Chapter 2

10 1 0
                                    

Naville memandangi Hamparan Rumbia di kejauhan. Dari tempatnya duduk, ia bisa melihat Istana Fyzool yang berdiri di puncak bukit itu menaungi rumah-rumah penduduk di sekitarnya.

Atapnya yang biru tampak begitu serasi dengan awan-awan putih tebal yang melatar belakangnya. Dinding-dinding putihnya yang kokoh tampak bersinar di bawah sinar mentari pagi.

Berada beberapa puluh puluhan mil dari Schewicvic, Istana Fyzool terlihat seperti raksasa yang berdiri kokoh di antara rumah-rumah kecil yang mengelilinginya. Istana yang begitu megah itu tampak begitu kontras dengan rumah-rumah penduduk di sekitarnya. Ia tampak begitu kokoh dan kokoh.

Tentu saja tidak semua bangunan di sekitar Istana Kecil. Masih ada gedung Parlemen yang megah. Kawasan elit para orang kaya juga berada di salah satu sisi ibu kota.

Beberapa kilometer di belakang Istana juga tampak kediaman keluarga Krievickie, Mangstone Villa .

Di Loudline juga ada banyak jalan-jalan yang terkenal. Ada jalan yang terkenal dengan keindahannya, jalan yang terkenal dengan kerimbunan pohonnya, ada juga jalan yang terkenal dengan pertunjukan-pertunjukan atraksinya yang tiada henti juga ada jalan lebar dengan toko-toko yang indah di kanan kirinya.

Di malam hari bila kau tidak bisa tidur, kau bisa pergi ke kedai kopi yang buka sepanjang hari

di setiap sudut kota terbesar di Viering itu. Bar-bar elite yang hanya didatangi oleh bangsawan juga ada di segala penjuru Loudline, salah satunya adalah Dristol , tempat Jongin bertemu dengan istrinya.

Naville memandang istana yang megah itu lekat-lekat. Tidak tampak tanda-tanda yang mencurigakan dari Istana. Tidak tampak juga kejanggalan di dalam Istana yang selalu berkilau itu.

Namun ada banyak masalah di dalamnya.

Naville tidak perlu pergi ke sana untuk mengetahui masalah-masalah di dalam bangunan yang megah itu. Koran-koran cukup menceritakan apa yang ada di dalamnya. Kabar-kabar burung yang sampai di telinganya cukup menjelaskan apa yang tengah terjadi di sana.

Seperti pagi ini, dari orang-orang yang ditemuinya di pasar ia mendengar gejolak kemarahan Jevano masih belum surut. Naville tidak yakin kemarahan pria itu akan reda dalam waktu singkat.

Dari John, Naville sering mendengar bagaimana menyeramkannya kemarahan Jevano. Naville tahu John juga para bangsawan lain serta pembantu Jevano tidak ada yang berani melawan pria itu ketika ia murka.

Ia yakin kali ini tidak akan ada yang dapat meredakan kemarahan Jevano selain mengubah masa lalu.

"Tetapi itu tidak mungkin," desah Naville sambil menyandarkan punggung ke batang pohon besar itu. Tangannya terlipat di belakang kepalanya. Kakinya menjulur panjang di dahan tempat ia duduk. Matanya memandang langit biru di atas kepalanya.

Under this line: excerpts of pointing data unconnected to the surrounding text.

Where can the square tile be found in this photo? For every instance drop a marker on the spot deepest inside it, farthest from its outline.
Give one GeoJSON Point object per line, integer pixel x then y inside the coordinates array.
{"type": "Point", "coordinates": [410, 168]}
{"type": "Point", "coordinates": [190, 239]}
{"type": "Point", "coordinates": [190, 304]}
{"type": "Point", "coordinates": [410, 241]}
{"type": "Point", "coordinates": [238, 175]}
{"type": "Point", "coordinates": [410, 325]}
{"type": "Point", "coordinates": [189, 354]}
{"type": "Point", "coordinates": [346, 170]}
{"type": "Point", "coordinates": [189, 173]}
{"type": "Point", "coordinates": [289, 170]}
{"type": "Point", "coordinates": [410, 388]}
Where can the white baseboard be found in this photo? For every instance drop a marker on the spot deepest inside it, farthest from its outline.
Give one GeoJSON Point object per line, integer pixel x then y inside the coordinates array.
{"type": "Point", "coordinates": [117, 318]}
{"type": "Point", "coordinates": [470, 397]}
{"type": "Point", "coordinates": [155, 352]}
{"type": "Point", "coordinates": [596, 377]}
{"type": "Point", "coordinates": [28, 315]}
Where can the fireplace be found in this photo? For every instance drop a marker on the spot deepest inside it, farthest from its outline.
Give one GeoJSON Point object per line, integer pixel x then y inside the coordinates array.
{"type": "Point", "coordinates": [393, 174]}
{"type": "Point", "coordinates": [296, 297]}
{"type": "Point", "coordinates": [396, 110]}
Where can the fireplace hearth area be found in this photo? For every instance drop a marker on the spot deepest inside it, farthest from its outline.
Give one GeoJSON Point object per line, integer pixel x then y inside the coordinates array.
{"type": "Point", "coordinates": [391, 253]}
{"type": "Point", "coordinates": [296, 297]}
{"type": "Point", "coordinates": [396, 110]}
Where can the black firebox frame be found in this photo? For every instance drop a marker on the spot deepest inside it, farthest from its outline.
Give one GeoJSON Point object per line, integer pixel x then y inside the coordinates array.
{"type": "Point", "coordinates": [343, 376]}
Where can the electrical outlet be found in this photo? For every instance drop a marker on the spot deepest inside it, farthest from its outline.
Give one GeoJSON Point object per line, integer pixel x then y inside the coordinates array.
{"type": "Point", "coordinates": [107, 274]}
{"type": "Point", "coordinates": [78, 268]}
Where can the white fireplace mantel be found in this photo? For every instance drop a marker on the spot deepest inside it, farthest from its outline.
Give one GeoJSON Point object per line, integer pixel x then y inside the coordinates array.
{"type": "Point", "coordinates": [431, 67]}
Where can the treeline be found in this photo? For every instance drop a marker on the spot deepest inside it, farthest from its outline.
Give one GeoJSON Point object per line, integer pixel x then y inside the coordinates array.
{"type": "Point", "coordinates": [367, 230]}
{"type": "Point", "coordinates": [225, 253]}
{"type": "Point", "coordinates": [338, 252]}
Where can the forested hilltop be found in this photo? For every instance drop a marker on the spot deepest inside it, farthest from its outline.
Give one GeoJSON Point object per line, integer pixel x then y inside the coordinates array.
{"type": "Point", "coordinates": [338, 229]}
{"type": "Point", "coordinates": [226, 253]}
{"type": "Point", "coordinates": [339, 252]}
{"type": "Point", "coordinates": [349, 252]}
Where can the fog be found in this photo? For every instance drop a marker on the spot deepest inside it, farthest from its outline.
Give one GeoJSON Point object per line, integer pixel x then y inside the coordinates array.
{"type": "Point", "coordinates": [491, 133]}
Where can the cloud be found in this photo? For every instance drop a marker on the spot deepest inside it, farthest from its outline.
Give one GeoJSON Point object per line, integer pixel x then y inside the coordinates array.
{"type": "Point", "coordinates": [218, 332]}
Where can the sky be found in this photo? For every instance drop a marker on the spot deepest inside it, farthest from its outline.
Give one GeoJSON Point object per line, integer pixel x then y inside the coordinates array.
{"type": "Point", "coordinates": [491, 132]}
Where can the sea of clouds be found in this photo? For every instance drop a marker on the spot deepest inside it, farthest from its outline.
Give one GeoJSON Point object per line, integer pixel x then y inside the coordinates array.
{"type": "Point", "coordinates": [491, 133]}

Bagi Naville, tiada saat yang lebih menyenangkan daripada duduk di atas pohon di musim panas yang menyengat ini. Tidak ada yang peduli di mana ia berada. Ayahnya tidak akan mencarinya. Ia dapat menikmati waktunya di atas pohon sesuka hatinya dan sepuas hatinya.

Naville memejamkan matanya.

"Naville!"

"Naville, di mana kau?" Helena ikut-ikutan berseru memanggil.

Naville terkejut.

"Sudah kuduga kau ada di sini," Jilian menengadah sambil tersenyum puas.

"Ya, Tuhan," pekik Helena, "Apa yang kaulakukan di atas sana?"

"Tunggu sebentar," sahut Naville, "Aku akan segera turun."

"Tidak! Tidak!" Helena panik. Wanita yang tidak pernah terbiasa oleh kesukaan Naville akan memanjat pohon itu segera mendorong maju adiknya dan berkata, "Jilian akan menurunkanmu."